Jonny Cole loved his job, but the trauma he suffered while carrying out his duty would eventually lead to his death, ITV News North of England correspondent Rachel Townsend reports
At the age of 19, Jonny Cole fulfilled a lifetime ambition— to join the army. It was the only thing he had ever wanted to do.
Tragically for Jonny and his family, it was army failings that would eventually lead to his death.
Jonny was described as a "bubbly" character who "everyone loved" when he joined the Rifles regiment.
He served in Northern Ireland, where he met his wife, Teresa. Then, in 2009, Jonny was deployed to Afghanistan as part of Operation Herrick 10.
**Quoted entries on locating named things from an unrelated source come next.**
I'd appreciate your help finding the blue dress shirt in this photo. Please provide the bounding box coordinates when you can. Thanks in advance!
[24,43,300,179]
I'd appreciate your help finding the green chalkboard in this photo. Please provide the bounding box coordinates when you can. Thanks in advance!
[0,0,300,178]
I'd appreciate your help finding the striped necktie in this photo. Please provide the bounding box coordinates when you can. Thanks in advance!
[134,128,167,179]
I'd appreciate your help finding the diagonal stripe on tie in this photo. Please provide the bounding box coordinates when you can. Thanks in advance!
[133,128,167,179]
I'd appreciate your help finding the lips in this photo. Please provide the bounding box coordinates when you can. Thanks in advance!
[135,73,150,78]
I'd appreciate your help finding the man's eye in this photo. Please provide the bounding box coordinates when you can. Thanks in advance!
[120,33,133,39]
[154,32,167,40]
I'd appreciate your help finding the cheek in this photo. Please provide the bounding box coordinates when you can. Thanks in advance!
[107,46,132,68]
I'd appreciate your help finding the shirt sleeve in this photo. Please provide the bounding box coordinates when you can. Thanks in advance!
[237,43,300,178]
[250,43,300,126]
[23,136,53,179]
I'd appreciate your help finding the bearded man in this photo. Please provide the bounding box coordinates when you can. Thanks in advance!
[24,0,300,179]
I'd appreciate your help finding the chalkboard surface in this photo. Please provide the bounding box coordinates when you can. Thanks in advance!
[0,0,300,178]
It was during that tour that Jonny witnessed events that his family say left him permanently traumatised.
During one attack, when an IED exploded, five of his comrades were killed. Jonny was tasked with collecting bodies and body parts to be returned home.
Less than three weeks later, Jonny was injured in a rocket-propelled grenade attack and suffered shrapnel injuries. He was flown back to a military hospital in the UK.
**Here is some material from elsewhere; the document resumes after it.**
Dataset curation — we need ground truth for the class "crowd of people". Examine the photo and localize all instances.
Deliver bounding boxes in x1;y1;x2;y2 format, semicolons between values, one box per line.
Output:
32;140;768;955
Jonny’s widow Teresa told ITV News: "He came home and was completely different. He wasn’t the man I married at all. He always had a guilt over himself that his friend was lying on top of him and he was killed and he always said that he should have died not him."
Over the course of the next few years, Jonny’s mental health deteriorated and he attempted to take his own life.
But an army doctor didn’t diagnose him with Post Traumatic Stress Disorder (PTSD).
Sophie Cartwright, the coroner at Jonny’s inquest described this as an "obvious error" and a "missed opportunity."
Ms Cartwright concluded: "What was highly regrettable for Jonny Cole was that he left the army without a formal diagnosis of PTSD. In my judgement, this was a failure for Jonny Cole."
Over the course of the next few years, Jonny began drinking heavily, he had money problems, and tried to take his own life on multiple occasions.
His widow said: "He was saying, 'Teresa, I’m sorry, I need help' and I’d say, 'I know, I know'."
In 2012, three years after his Afghan tour, Jonny was offered psychological trauma therapy which he took up, but they were stopped after just eight sessions.
Jonny was found dead in August 2018 in parkland near his home in Derbyshire.
Following the conclusion of her husband’s inquest, Teresa Cole said: "The whole inquest process has been a long journey.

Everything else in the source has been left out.